I nodded. “So it’s a physical finding after death?”

“Not always. Often it’s a diagnosis of exclusion. The heart stopped, so something must have been wrong with the heart. More specifically, the heart started beating so fast that it couldn’t refill between beats. No blood gets pumped to the brain or body, and death is pretty rapid.”

Dan finished shaving the right side of his face, then switched the razor to his left hand to continue. As always, I felt a little thrill at watching my perfectly ambidextrous husband. Maybe he had a few flaws, but he had no weak side. Literally.

“Is there a way you could kill someone and make it
look
like he’d died of an arrhythmia?”

Dan’s razor-holding hand stopped in the middle of a down-stroke. Oops. I hoped he hadn’t cut himself. Maybe I should have waited until the splashing-on-aftershave portion of the ritual to ask.

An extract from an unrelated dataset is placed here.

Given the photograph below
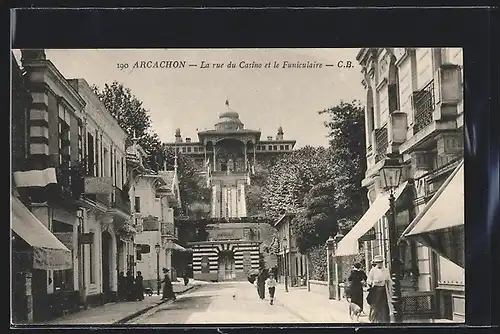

But he quickly recovered. “Have I mentioned that I’m a doctor? I don’t usually try to figure out how to kill people.”

“Well, if you can save them, you can kill them,” I said cheerfully. “It’s just the inverse, right? Simple math. Like the numerator and denominator.”

Despite himself, Dan laughed. He turned around and looked at me affectionately. “You’re the smartest woman I know, but you’re completely clueless about math, aren’t you.”

“Guilty as charged.” I grinned. “Grant definitely didn’t get his science talent from me. I’m not sure I’m even the real mother.”

“He got his good nature from somebody. That would be you.”

We smiled at each other. I had the feeling we’d finally gotten over our minor blip. Somehow, both of us remembered again the endearing little things that had made us fall in love.

Dan turned back to the mirror. “I don’t know how you’d mimic an arrhythmia,” Dan said. “But you can cause one. The most obvious way would be with a shot of potassium.”

Interesting, but I didn’t want to show too much excitement. Oh, heck, why not? “Would the potassium be evident in an autopsy? I mean, could you ever prove it?”

Dan shook his head. “No. It would just get absorbed into the body. The blood chemistry changes pretty dramatically after death. The cells break down and potassium is released. You couldn’t tell what had been there before.”

An excellent way to kill someone. Easy and undetectable.

“So you could put some extra potassium into the potato salad and nobody would be the wiser?” I asked.